Outside of the Richmond and Berea city limits, Madison County is mostly dry, meaning business owners can’t sell alcohol. Some can do so, but on a limited-license basis only.
“It gives us the ability to be open and be a full-service restaurant,” said Chris Rutherford, the owner of Boone’s Trace National Golf Club.
Mr. Rutherford can’t sell alcohol to his players and customers on Sundays. You might imagine not being able to do so hurts his overall business.
“This would be huge,” he said. “That is one of the things they (his customers) would like to see too, to be able to serve on a Sunday.
Rutherford said it would open the door to having more people on the course and more people in the restaurant during the early months of the football season when our weather is still suitable for golfing.

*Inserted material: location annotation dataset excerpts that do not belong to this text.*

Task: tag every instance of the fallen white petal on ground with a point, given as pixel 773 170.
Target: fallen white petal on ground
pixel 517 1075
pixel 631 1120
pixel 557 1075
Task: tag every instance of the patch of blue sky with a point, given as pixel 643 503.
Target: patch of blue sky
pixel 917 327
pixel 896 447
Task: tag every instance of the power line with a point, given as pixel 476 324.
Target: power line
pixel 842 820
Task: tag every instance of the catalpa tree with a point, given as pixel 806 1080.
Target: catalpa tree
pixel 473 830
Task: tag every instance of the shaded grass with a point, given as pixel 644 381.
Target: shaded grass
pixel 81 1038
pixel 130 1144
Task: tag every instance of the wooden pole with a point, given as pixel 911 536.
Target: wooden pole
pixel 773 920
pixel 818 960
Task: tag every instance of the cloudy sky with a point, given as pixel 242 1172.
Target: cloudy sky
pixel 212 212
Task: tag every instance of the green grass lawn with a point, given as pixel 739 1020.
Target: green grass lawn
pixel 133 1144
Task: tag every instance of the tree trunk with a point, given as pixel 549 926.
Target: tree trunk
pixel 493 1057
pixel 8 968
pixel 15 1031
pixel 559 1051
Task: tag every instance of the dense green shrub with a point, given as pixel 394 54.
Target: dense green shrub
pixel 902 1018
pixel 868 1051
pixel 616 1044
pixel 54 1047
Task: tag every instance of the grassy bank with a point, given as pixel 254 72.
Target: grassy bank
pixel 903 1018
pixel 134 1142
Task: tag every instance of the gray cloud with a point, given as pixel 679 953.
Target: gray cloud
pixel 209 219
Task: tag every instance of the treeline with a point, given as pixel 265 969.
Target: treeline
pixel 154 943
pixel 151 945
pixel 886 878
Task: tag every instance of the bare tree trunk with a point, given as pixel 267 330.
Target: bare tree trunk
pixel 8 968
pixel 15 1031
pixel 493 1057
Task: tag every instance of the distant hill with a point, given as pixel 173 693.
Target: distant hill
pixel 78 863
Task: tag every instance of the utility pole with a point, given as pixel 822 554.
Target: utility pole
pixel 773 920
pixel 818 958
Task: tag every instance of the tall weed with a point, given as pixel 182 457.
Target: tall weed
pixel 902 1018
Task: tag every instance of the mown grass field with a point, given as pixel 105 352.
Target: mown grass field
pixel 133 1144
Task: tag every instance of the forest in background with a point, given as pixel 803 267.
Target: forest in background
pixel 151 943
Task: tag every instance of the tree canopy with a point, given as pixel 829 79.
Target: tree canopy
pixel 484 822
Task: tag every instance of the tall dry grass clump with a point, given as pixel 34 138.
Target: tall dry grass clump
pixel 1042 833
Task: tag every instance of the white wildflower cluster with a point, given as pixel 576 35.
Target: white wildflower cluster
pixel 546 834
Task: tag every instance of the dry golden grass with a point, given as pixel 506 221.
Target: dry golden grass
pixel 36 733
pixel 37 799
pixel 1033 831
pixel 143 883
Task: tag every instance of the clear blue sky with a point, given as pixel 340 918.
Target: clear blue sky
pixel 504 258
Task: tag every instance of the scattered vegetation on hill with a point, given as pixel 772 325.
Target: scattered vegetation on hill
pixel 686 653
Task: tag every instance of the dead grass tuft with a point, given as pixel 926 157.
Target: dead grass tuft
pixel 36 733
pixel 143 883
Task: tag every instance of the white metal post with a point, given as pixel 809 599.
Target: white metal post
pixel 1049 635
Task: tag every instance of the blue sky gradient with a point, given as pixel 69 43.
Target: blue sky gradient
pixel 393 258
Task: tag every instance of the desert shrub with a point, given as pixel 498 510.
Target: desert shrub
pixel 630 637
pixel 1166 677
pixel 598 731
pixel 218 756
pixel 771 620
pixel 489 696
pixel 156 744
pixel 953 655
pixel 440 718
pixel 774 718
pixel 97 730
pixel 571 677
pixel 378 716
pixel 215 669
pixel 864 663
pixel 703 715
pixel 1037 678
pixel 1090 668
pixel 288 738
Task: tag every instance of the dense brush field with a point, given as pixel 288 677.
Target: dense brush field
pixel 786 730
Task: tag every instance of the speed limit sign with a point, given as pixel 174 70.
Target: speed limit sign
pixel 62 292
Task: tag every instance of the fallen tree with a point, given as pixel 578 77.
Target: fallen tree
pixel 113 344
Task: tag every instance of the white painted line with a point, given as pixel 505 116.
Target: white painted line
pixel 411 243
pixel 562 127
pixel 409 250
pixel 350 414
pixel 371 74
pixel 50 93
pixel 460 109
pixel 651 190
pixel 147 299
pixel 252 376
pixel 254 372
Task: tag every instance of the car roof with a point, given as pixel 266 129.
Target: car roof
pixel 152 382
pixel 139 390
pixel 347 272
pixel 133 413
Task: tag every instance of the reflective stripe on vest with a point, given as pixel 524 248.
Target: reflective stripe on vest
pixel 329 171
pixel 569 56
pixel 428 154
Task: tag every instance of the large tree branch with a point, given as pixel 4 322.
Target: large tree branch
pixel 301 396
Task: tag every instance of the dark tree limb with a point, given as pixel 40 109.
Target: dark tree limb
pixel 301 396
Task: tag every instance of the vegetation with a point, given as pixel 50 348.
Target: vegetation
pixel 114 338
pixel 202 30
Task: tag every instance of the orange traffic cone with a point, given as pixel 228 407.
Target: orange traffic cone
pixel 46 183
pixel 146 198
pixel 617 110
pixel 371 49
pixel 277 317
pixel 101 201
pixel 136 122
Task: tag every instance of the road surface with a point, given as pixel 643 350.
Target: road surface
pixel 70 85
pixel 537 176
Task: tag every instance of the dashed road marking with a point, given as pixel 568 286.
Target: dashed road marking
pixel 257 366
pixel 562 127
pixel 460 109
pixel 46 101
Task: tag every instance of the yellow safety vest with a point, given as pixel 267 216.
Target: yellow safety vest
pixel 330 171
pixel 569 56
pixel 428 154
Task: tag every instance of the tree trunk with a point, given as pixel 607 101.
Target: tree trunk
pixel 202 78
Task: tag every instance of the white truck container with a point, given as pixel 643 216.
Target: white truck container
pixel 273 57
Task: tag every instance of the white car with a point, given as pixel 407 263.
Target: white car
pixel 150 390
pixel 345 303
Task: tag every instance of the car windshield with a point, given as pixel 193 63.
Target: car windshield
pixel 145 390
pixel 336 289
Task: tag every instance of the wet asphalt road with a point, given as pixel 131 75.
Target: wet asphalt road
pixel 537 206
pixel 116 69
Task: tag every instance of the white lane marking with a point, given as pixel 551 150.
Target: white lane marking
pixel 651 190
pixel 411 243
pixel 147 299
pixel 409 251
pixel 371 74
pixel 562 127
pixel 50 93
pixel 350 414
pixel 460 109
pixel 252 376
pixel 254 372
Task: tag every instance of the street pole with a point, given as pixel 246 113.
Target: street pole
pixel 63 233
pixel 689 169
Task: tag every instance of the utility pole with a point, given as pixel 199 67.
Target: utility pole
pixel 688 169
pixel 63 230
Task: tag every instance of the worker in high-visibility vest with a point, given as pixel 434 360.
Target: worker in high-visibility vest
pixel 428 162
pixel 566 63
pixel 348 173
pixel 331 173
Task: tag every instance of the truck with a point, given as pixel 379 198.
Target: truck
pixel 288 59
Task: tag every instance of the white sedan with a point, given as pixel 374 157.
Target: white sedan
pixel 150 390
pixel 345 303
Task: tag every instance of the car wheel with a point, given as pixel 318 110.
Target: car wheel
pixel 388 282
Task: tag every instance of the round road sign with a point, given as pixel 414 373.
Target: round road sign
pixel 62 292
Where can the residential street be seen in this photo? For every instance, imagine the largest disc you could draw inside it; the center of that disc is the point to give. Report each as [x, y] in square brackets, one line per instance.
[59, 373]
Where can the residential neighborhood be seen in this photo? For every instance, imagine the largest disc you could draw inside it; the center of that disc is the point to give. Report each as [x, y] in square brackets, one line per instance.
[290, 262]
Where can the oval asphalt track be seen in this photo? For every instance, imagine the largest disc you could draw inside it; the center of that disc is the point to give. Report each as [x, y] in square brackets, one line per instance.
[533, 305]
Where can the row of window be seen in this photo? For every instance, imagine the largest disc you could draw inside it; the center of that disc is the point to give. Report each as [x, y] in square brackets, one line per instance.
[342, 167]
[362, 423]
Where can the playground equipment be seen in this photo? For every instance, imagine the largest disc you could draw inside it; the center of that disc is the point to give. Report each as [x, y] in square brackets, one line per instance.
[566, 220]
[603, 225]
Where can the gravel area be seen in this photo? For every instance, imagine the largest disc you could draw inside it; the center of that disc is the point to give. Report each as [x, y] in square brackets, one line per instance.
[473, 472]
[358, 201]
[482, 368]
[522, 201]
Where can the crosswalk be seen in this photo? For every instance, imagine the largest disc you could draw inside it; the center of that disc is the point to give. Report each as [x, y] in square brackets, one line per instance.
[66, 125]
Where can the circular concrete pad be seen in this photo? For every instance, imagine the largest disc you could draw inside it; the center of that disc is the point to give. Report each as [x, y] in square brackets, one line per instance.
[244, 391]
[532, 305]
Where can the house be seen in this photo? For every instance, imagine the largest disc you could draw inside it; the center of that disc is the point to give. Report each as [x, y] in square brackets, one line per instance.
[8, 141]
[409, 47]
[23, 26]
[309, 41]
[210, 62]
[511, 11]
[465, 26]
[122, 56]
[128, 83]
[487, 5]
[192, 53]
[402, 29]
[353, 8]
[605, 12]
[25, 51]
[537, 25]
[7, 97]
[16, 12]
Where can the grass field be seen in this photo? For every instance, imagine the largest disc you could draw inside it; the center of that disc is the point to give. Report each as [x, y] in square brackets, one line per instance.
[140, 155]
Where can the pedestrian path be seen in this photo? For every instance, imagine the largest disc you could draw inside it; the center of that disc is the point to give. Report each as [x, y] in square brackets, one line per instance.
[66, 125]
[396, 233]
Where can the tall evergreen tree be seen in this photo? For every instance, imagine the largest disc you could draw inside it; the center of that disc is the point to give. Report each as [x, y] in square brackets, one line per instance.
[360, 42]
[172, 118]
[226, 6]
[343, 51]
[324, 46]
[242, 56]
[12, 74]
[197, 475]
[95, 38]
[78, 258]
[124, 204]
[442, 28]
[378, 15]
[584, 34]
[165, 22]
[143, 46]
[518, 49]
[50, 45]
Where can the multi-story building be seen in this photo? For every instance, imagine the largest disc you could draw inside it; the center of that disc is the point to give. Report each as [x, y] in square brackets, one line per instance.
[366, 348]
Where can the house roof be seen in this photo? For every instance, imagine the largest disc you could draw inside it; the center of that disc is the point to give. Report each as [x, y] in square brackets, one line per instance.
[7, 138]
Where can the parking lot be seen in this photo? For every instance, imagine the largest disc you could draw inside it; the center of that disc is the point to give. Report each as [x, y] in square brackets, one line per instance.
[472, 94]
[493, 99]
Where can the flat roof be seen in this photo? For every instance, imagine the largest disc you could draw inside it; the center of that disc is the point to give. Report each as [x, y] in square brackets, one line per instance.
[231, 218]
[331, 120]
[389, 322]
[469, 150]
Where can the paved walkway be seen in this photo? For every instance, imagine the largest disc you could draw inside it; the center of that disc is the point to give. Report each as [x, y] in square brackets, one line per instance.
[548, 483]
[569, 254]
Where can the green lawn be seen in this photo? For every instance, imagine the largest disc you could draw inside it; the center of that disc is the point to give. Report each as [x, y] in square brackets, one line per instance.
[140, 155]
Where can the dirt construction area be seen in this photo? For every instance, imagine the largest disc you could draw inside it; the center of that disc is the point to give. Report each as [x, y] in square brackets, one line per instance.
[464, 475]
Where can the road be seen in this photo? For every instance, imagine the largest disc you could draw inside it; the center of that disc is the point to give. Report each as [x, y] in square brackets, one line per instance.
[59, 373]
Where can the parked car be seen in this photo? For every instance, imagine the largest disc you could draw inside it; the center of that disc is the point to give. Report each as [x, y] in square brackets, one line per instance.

Four years ago, Shane O’Donley tried to get the requisite amount of signatures on the petition to get this measure to the ballot. It didn’t work out then as it did last winter.
“I was a little distraught when it didn’t happen,” O’Donley said. “I thought to myself, ‘this state is going to start selling recreational marijuana before we can go to the BP station to buy a six-pack, or have a beer while playing golf,’” he continued.
Apollo Pizza owner, Wesley Browne, led the campaign during the winter to get the necessary signatures, and now voters will have a chance to have a say on the matter. He told LEX 18 in January that his northern Madison County location will become a casualty if he’s not able to sell alcohol with a meal.
O’Donley said the impact would go beyond helping current business owners.
“We’d have the potential to get hotels, restaurants, increase the tax base, more opportunity for fire department services, or quicker emergency service response times,” he said, before stating it can take up to 20 minutes for the nearest first responder to reach his neighborhood near the Boone Trace course.
If the measure passes, it would then be up to the county judge-executive to give it the stamp of approval. Then the process of licensing businesses to sell alcohol could begin.